Retrieving Distinct Values

When retrieving data from a database table, you may encounter duplicate rows or values in the result set. To eliminate these duplicates, you can use the DISTINCT keyword immediately after the SELECT keyword, as shown below:

Syntax

The DISTINCT clause is used to remove duplicate rows from the result set:

SELECT DISTINCT column_list FROM table_name;

Here, column_list is a comma-separated list of column or field names from a database table (e.g., name, age, country, etc.) whose values you wish to retrieve.

Note: The DISTINCT clause operates similarly to the UNIQUE constraint, except in its treatment of null values. Two NULL values are considered unique, though they are not considered distinct from each other.
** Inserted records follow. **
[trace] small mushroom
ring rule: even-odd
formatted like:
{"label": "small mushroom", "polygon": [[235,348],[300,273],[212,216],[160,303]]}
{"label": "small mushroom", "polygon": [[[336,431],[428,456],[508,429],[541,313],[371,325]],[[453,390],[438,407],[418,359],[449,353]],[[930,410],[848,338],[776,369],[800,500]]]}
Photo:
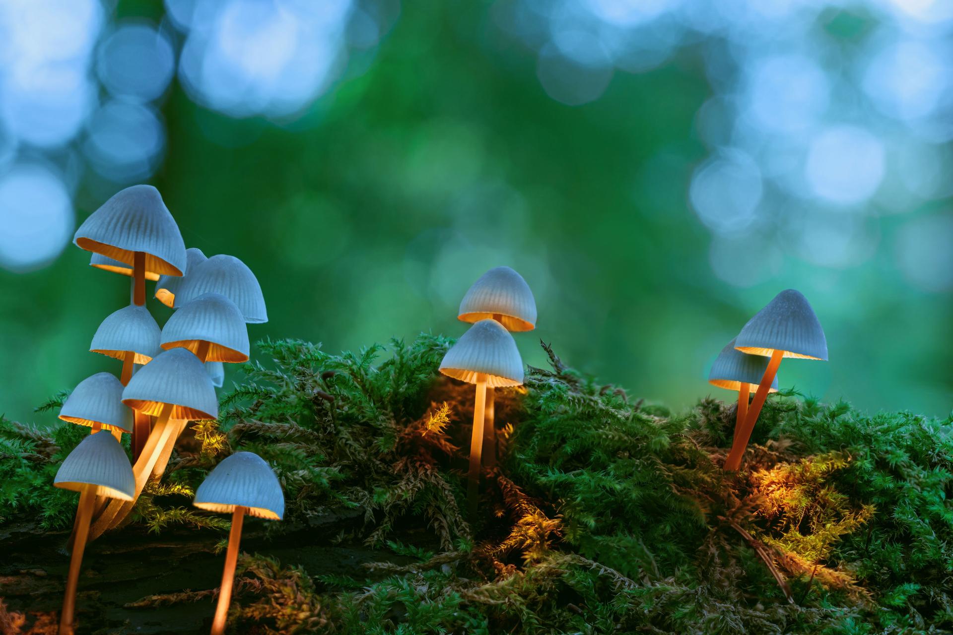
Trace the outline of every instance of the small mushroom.
{"label": "small mushroom", "polygon": [[496,320],[480,320],[443,356],[440,372],[476,385],[474,429],[470,441],[470,470],[467,475],[467,504],[472,514],[476,510],[479,493],[486,388],[520,386],[523,383],[523,361],[513,336],[500,323]]}
{"label": "small mushroom", "polygon": [[261,457],[252,452],[235,452],[215,466],[205,478],[195,491],[193,505],[200,509],[232,514],[229,549],[212,623],[212,635],[221,635],[225,632],[225,618],[232,602],[244,516],[280,521],[285,514],[285,497],[278,477]]}
{"label": "small mushroom", "polygon": [[[166,445],[182,427],[182,422],[214,419],[218,416],[215,387],[197,357],[185,348],[159,353],[142,367],[123,390],[122,402],[139,412],[157,417],[142,455],[135,462],[133,500],[139,497]],[[168,454],[166,454],[168,461]],[[92,526],[92,538],[114,526],[132,508],[132,503],[110,503]]]}
{"label": "small mushroom", "polygon": [[[199,263],[204,263],[208,258],[202,253],[201,249],[195,248],[190,248],[185,250],[186,256],[186,270],[194,271],[195,267]],[[186,274],[188,275],[188,274]],[[155,285],[155,299],[164,304],[170,308],[175,307],[175,291],[178,289],[179,285],[185,276],[169,276],[164,275],[158,278],[158,283]]]}
{"label": "small mushroom", "polygon": [[132,268],[132,304],[146,303],[146,276],[185,274],[185,243],[152,186],[126,188],[90,214],[73,235],[80,248]]}
{"label": "small mushroom", "polygon": [[241,311],[245,322],[268,322],[261,286],[252,269],[234,256],[220,253],[195,266],[175,291],[175,308],[203,293],[221,293]]}
{"label": "small mushroom", "polygon": [[[457,315],[463,322],[492,318],[507,330],[536,328],[536,299],[523,277],[509,267],[492,268],[470,287]],[[483,428],[483,460],[487,467],[497,465],[496,390],[486,389],[486,425]]]}
{"label": "small mushroom", "polygon": [[59,627],[60,635],[71,635],[79,567],[83,562],[95,498],[103,496],[132,501],[135,479],[119,443],[109,434],[91,434],[64,459],[56,471],[53,485],[80,492],[76,506],[76,536],[70,558]]}
{"label": "small mushroom", "polygon": [[[748,355],[735,347],[735,340],[721,349],[712,364],[708,373],[708,383],[720,388],[738,391],[738,412],[735,416],[735,429],[741,425],[748,411],[748,395],[751,388],[758,389],[758,384],[768,367],[768,360],[761,355]],[[771,383],[771,392],[778,390],[778,377]]]}
{"label": "small mushroom", "polygon": [[751,318],[735,338],[735,347],[749,355],[769,357],[758,392],[751,402],[743,426],[735,433],[724,468],[737,470],[751,438],[751,431],[767,399],[778,367],[784,357],[827,361],[827,338],[810,303],[793,288],[781,291]]}

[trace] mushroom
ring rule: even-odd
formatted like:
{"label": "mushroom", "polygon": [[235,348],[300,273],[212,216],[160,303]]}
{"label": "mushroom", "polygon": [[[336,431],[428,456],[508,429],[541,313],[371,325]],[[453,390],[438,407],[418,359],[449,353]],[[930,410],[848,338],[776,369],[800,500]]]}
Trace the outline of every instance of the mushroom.
{"label": "mushroom", "polygon": [[132,411],[122,403],[123,385],[115,375],[97,372],[76,385],[60,408],[59,418],[77,426],[88,426],[95,434],[110,430],[119,441],[132,431]]}
{"label": "mushroom", "polygon": [[[201,249],[195,248],[190,248],[185,250],[186,257],[186,270],[194,271],[195,267],[199,263],[204,263],[208,258],[202,253]],[[158,278],[158,283],[155,285],[155,299],[164,304],[170,308],[174,308],[175,307],[175,291],[178,289],[179,285],[185,276],[176,277],[164,275]]]}
{"label": "mushroom", "polygon": [[215,466],[205,478],[195,491],[193,505],[201,509],[232,514],[229,549],[212,623],[212,635],[221,635],[232,601],[244,516],[280,521],[285,514],[285,497],[278,477],[261,457],[252,452],[235,452]]}
{"label": "mushroom", "polygon": [[[735,430],[744,421],[748,411],[748,394],[751,387],[758,389],[758,384],[764,376],[768,360],[761,355],[748,355],[735,347],[735,340],[721,349],[712,364],[708,373],[708,383],[720,388],[738,390],[738,412],[735,415]],[[771,383],[771,392],[778,391],[778,378]]]}
{"label": "mushroom", "polygon": [[[470,323],[492,318],[507,330],[533,330],[537,321],[536,299],[521,275],[509,267],[497,267],[481,275],[467,290],[460,302],[457,318]],[[497,464],[495,392],[492,387],[487,387],[483,443],[488,467]]]}
{"label": "mushroom", "polygon": [[476,385],[474,429],[470,441],[470,469],[467,474],[467,505],[472,514],[476,510],[479,493],[486,388],[520,386],[523,383],[523,361],[513,336],[500,323],[496,320],[480,320],[463,333],[443,356],[440,372]]}
{"label": "mushroom", "polygon": [[182,234],[152,186],[132,186],[113,194],[79,226],[72,242],[131,266],[132,304],[140,307],[146,304],[148,275],[186,272]]}
{"label": "mushroom", "polygon": [[195,266],[194,271],[178,286],[175,308],[194,300],[203,293],[221,293],[241,311],[245,322],[268,322],[265,298],[252,269],[234,256],[220,253]]}
{"label": "mushroom", "polygon": [[[134,502],[152,473],[162,448],[178,429],[178,422],[216,418],[218,401],[215,387],[198,358],[185,348],[172,348],[156,355],[132,376],[123,390],[122,402],[134,410],[158,417],[142,456],[132,467]],[[117,525],[132,508],[132,502],[110,503],[93,524],[92,538]]]}
{"label": "mushroom", "polygon": [[91,434],[64,459],[53,485],[80,492],[76,506],[76,539],[70,558],[59,627],[60,635],[71,635],[79,566],[86,549],[93,502],[96,496],[132,501],[135,479],[119,443],[109,434]]}
{"label": "mushroom", "polygon": [[767,399],[778,367],[784,357],[827,361],[827,338],[818,316],[801,291],[789,288],[775,296],[751,318],[735,338],[735,347],[750,355],[769,357],[767,367],[751,402],[744,424],[735,434],[724,468],[737,470],[751,431]]}

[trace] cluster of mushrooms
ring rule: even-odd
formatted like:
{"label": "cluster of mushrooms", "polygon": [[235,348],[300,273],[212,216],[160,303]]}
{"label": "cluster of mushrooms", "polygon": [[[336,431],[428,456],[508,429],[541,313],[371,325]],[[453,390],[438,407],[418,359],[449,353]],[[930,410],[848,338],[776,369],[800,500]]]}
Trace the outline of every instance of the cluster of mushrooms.
{"label": "cluster of mushrooms", "polygon": [[[724,468],[737,471],[769,392],[778,390],[781,359],[827,361],[827,338],[810,303],[793,288],[781,291],[721,349],[708,382],[738,390],[735,437]],[[748,404],[752,388],[754,399]]]}
{"label": "cluster of mushrooms", "polygon": [[473,284],[457,317],[473,324],[440,362],[440,372],[476,385],[467,472],[467,506],[476,511],[486,445],[487,467],[497,461],[494,389],[521,386],[523,360],[510,331],[536,328],[536,300],[523,277],[509,267],[492,268]]}
{"label": "cluster of mushrooms", "polygon": [[[249,358],[247,323],[268,321],[261,288],[240,260],[206,258],[186,249],[155,188],[116,193],[77,229],[73,242],[92,251],[91,265],[132,278],[132,304],[107,317],[90,349],[122,360],[120,378],[100,372],[83,380],[59,418],[91,434],[63,461],[58,487],[80,492],[59,632],[73,632],[79,567],[86,544],[119,526],[151,478],[161,478],[176,438],[190,421],[215,419],[222,363]],[[155,298],[175,309],[159,328],[146,308],[146,280]],[[107,430],[110,434],[99,434]],[[132,436],[133,464],[120,444]],[[213,633],[225,630],[245,514],[280,520],[281,485],[251,452],[219,463],[195,492],[193,505],[232,514],[232,531]]]}

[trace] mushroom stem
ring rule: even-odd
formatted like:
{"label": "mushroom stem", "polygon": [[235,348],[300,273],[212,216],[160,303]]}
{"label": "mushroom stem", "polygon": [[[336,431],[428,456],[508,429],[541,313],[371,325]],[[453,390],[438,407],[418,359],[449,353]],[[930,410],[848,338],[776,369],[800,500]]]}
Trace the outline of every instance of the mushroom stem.
{"label": "mushroom stem", "polygon": [[96,486],[85,485],[79,494],[76,506],[76,536],[70,557],[70,572],[66,578],[66,594],[63,596],[63,610],[60,613],[59,635],[72,635],[72,614],[76,605],[76,585],[79,584],[79,566],[86,550],[86,539],[90,534],[90,520],[92,518],[92,505],[96,499]]}
{"label": "mushroom stem", "polygon": [[132,304],[146,304],[146,252],[136,251],[132,256]]}
{"label": "mushroom stem", "polygon": [[474,431],[470,440],[470,471],[467,473],[467,506],[476,511],[479,497],[479,465],[483,449],[483,415],[486,407],[486,375],[476,374],[476,399],[474,403]]}
{"label": "mushroom stem", "polygon": [[771,390],[771,382],[774,381],[775,375],[778,374],[778,367],[781,366],[781,361],[783,357],[783,350],[776,349],[771,353],[771,361],[768,362],[768,367],[764,369],[764,376],[761,377],[761,383],[758,385],[758,392],[755,393],[755,398],[752,400],[751,407],[744,417],[744,424],[737,429],[735,441],[731,445],[731,451],[728,453],[728,458],[724,461],[724,468],[726,470],[736,471],[741,466],[741,457],[744,455],[744,449],[748,446],[751,431],[755,429],[758,415],[761,413],[761,407],[764,406],[764,400],[768,398],[768,391]]}
{"label": "mushroom stem", "polygon": [[218,604],[215,617],[212,622],[212,635],[225,632],[225,618],[232,603],[232,585],[235,579],[235,563],[238,562],[238,543],[241,542],[241,526],[245,517],[245,507],[236,506],[232,512],[232,530],[229,532],[229,550],[225,554],[225,570],[222,571],[222,585],[218,589]]}

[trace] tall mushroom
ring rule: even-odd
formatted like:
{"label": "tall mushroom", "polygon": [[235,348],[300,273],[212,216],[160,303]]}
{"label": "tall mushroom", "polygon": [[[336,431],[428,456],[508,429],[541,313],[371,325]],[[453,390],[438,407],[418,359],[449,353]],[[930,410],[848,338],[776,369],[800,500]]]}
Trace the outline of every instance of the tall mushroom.
{"label": "tall mushroom", "polygon": [[[172,348],[156,355],[132,376],[123,390],[122,401],[134,410],[158,417],[142,455],[132,466],[134,502],[152,473],[161,448],[178,428],[177,422],[214,419],[218,416],[218,401],[205,366],[185,348]],[[93,524],[91,536],[97,538],[117,525],[132,508],[132,502],[110,503]]]}
{"label": "tall mushroom", "polygon": [[[190,248],[185,250],[186,256],[186,269],[188,271],[194,271],[195,267],[199,263],[204,263],[208,258],[202,253],[201,249],[195,248]],[[175,291],[178,290],[179,286],[182,281],[185,280],[185,276],[169,276],[164,275],[158,278],[158,282],[155,284],[155,299],[164,304],[170,308],[178,308],[175,305]]]}
{"label": "tall mushroom", "polygon": [[483,417],[487,387],[520,386],[523,361],[517,343],[496,320],[480,320],[456,341],[440,362],[440,372],[476,385],[474,429],[470,441],[470,469],[467,474],[467,505],[476,511],[479,495],[480,454],[483,446]]}
{"label": "tall mushroom", "polygon": [[[761,355],[748,355],[735,347],[735,340],[721,349],[712,364],[708,373],[708,383],[720,388],[738,391],[738,411],[735,415],[735,430],[744,421],[748,412],[748,395],[752,387],[758,389],[758,384],[764,376],[768,367],[768,360]],[[771,383],[771,392],[778,390],[778,377]]]}
{"label": "tall mushroom", "polygon": [[221,293],[241,311],[245,322],[268,322],[261,286],[252,269],[234,256],[220,253],[195,266],[175,291],[175,307],[194,300],[203,293]]}
{"label": "tall mushroom", "polygon": [[252,452],[235,452],[215,466],[205,478],[195,491],[193,505],[201,509],[232,514],[229,549],[212,623],[212,635],[221,635],[225,632],[225,618],[232,602],[244,516],[280,521],[285,515],[285,497],[278,478],[261,457]]}
{"label": "tall mushroom", "polygon": [[[162,331],[155,319],[145,307],[130,305],[111,313],[92,336],[90,350],[122,360],[119,382],[126,386],[132,378],[133,364],[148,364],[157,355]],[[147,415],[134,415],[132,426],[132,460],[142,454],[150,433]]]}
{"label": "tall mushroom", "polygon": [[[460,302],[457,319],[477,322],[492,318],[510,331],[536,328],[536,299],[523,277],[509,267],[497,267],[479,277]],[[496,390],[486,390],[486,425],[483,453],[488,467],[497,464]]]}
{"label": "tall mushroom", "polygon": [[60,635],[71,635],[79,566],[83,562],[95,497],[132,501],[135,479],[119,443],[109,434],[91,434],[64,459],[53,485],[80,492],[76,506],[76,540],[70,558],[59,627]]}
{"label": "tall mushroom", "polygon": [[789,288],[775,296],[751,318],[735,338],[735,347],[750,355],[769,357],[758,392],[751,402],[744,425],[735,434],[724,468],[737,470],[767,399],[778,367],[784,357],[827,361],[827,338],[818,316],[801,291]]}

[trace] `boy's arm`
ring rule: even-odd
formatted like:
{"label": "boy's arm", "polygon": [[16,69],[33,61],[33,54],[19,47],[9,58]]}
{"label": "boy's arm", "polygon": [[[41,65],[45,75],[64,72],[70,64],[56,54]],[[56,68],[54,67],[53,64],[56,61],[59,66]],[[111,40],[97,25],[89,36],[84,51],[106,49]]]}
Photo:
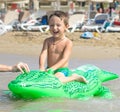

Let's explore some examples to see how it functions in practice.

Imagine we have a customers table in our database with the following records:

+---------+--------------------+-----------+-------------+
| cust_id | cust_name          | city      | postal_code |
+---------+--------------------+-----------+-------------+
|       1 | Maria Anders       | Berlin    | 12209       |
|       2 | Fran Wilson        | Madrid    | 28023       |
|       3 | Dominique Perrier  | Paris     | 75016       |
|       4 | Martin Blank       | Turin     | 10100       |
|       5 | Thomas Hardy       | Portland  | 97219       |
|       6 | Christina Aguilera | Madrid    | 28001       |
+---------+--------------------+-----------+-------------+

Now, execute the following query to retrieve all the rows from the city column of this table:

SELECT city FROM customers;

After executing the query, the output will look something like this:

+-----------+
| city      |
+-----------+
| Berlin    |
| Madrid    |
| Paris     |
| Turin     |
| Portland  |
| Madrid    |
+-----------+

Upon examining the output, you'll notice that the city "Madrid" appears twice in our result set, which is undesirable. Let's address this issue.

Removing Duplicate Data

The following query utilizes DISTINCT to produce a list of unique cities from the customers table.

SELECT DISTINCT city FROM customers;

After executing the above query, the output will resemble this:

+-----------+
| city      |
+-----------+
| Berlin    |
| Madrid    |
| Paris     |
| Turin     |
| Portland  |
+-----------+

As you can see, this time there are no duplicate values in our result set.

Note: When using the SELECT DISTINCT statement on a column with multiple NULL values, SQL retains one NULL value and eliminates the others from the result set. This is because DISTINCT considers all NULL values as identical.